Lowest-Price Strategy

The simplest strategy is lowest-price. When the ASG needs to launch a Spot instance, it looks at the Spot prices of all the instance types you’ve specified and launches whichever is cheapest at that moment. This minimizes your immediate cost but creates a concentration risk: if AWS needs that cheap instance type back, you could lose many instances in one interruption event.

Capacity-Optimized Strategy

capacity-optimized is often the better choice. Instead of picking the cheapest option, this strategy launches instances from the instance types that have the lowest interruption rates (based on historical data that AWS tracks). The reasoning is elegant: by spreading your Spot instances across types with lower interruption frequencies, you reduce the likelihood of simultaneous failures. You might pay slightly more than the absolute lowest-price option, but you gain reliability.

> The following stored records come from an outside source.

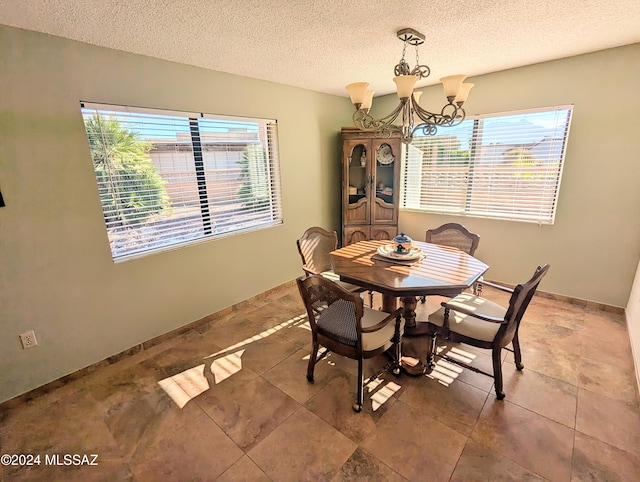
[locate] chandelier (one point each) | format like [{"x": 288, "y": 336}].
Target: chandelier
[{"x": 415, "y": 119}]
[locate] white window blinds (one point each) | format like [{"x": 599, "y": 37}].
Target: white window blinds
[
  {"x": 167, "y": 179},
  {"x": 505, "y": 166}
]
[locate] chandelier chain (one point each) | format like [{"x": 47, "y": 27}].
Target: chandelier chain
[{"x": 408, "y": 110}]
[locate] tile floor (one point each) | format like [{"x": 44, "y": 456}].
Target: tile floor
[{"x": 230, "y": 401}]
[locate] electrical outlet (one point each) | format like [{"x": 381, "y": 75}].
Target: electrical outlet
[{"x": 28, "y": 339}]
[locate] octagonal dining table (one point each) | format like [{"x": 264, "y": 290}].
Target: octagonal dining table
[{"x": 440, "y": 270}]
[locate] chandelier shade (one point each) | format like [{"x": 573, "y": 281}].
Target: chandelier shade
[{"x": 413, "y": 118}]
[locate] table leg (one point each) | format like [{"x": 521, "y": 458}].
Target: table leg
[
  {"x": 409, "y": 304},
  {"x": 389, "y": 303},
  {"x": 411, "y": 328}
]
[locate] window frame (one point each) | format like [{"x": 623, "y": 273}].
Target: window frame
[
  {"x": 415, "y": 171},
  {"x": 254, "y": 214}
]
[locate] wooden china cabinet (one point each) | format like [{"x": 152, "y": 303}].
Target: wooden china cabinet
[{"x": 370, "y": 185}]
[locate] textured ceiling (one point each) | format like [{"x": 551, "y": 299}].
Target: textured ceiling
[{"x": 322, "y": 45}]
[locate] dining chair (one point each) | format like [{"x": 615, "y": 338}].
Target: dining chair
[
  {"x": 314, "y": 247},
  {"x": 476, "y": 321},
  {"x": 342, "y": 324},
  {"x": 455, "y": 235}
]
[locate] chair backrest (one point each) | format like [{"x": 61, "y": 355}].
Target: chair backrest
[
  {"x": 454, "y": 235},
  {"x": 314, "y": 247},
  {"x": 334, "y": 314},
  {"x": 518, "y": 304}
]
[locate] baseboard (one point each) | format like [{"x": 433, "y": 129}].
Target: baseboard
[
  {"x": 196, "y": 325},
  {"x": 592, "y": 305}
]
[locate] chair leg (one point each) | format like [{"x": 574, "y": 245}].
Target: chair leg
[
  {"x": 397, "y": 345},
  {"x": 357, "y": 407},
  {"x": 431, "y": 350},
  {"x": 312, "y": 360},
  {"x": 497, "y": 372},
  {"x": 516, "y": 352}
]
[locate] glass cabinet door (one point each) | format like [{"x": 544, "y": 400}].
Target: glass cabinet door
[
  {"x": 360, "y": 180},
  {"x": 385, "y": 161}
]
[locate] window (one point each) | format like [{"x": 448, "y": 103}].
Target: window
[
  {"x": 504, "y": 166},
  {"x": 168, "y": 179}
]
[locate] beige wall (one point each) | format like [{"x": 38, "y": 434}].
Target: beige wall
[
  {"x": 594, "y": 245},
  {"x": 57, "y": 276},
  {"x": 633, "y": 321}
]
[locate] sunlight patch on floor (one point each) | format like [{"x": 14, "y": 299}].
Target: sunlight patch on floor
[
  {"x": 185, "y": 386},
  {"x": 228, "y": 365},
  {"x": 380, "y": 397}
]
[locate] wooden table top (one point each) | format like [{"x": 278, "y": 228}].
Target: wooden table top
[{"x": 443, "y": 271}]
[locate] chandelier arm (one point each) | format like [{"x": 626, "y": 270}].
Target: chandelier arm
[
  {"x": 441, "y": 119},
  {"x": 364, "y": 121}
]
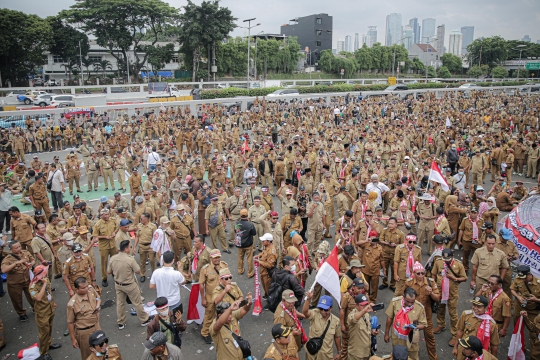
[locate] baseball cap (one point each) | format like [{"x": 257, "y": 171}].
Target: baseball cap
[
  {"x": 279, "y": 330},
  {"x": 288, "y": 296},
  {"x": 361, "y": 299},
  {"x": 325, "y": 302},
  {"x": 157, "y": 339}
]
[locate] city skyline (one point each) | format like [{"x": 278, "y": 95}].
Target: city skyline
[{"x": 512, "y": 23}]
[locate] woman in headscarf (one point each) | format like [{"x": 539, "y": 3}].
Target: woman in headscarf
[{"x": 489, "y": 209}]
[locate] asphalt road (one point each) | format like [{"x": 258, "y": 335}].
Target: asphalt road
[{"x": 255, "y": 329}]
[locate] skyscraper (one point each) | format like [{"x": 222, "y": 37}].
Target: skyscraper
[
  {"x": 455, "y": 43},
  {"x": 467, "y": 38},
  {"x": 408, "y": 35},
  {"x": 394, "y": 29},
  {"x": 372, "y": 35},
  {"x": 440, "y": 39},
  {"x": 340, "y": 46},
  {"x": 348, "y": 43},
  {"x": 428, "y": 30},
  {"x": 413, "y": 23}
]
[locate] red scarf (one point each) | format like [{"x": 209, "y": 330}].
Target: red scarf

Capacity-Optimized with Prioritization

capacity-optimized-prioritized is a variant where you provide an ordered list of instance types. AWS still uses capacity-optimization logic, but respects your priority ranking when possible. This is useful when you have a preferred instance type (perhaps one you’ve tested extensively with your application) and want to use it when capacity allows, but fall back to others if needed.

Price-Capacity-Optimized Strategy

The newest strategy, price-capacity-optimized, balances both concerns. It considers both the Spot price and the interruption rate, attempting to find instance types that offer good pricing without excessive interruption risk. This is a practical middle ground for many workloads.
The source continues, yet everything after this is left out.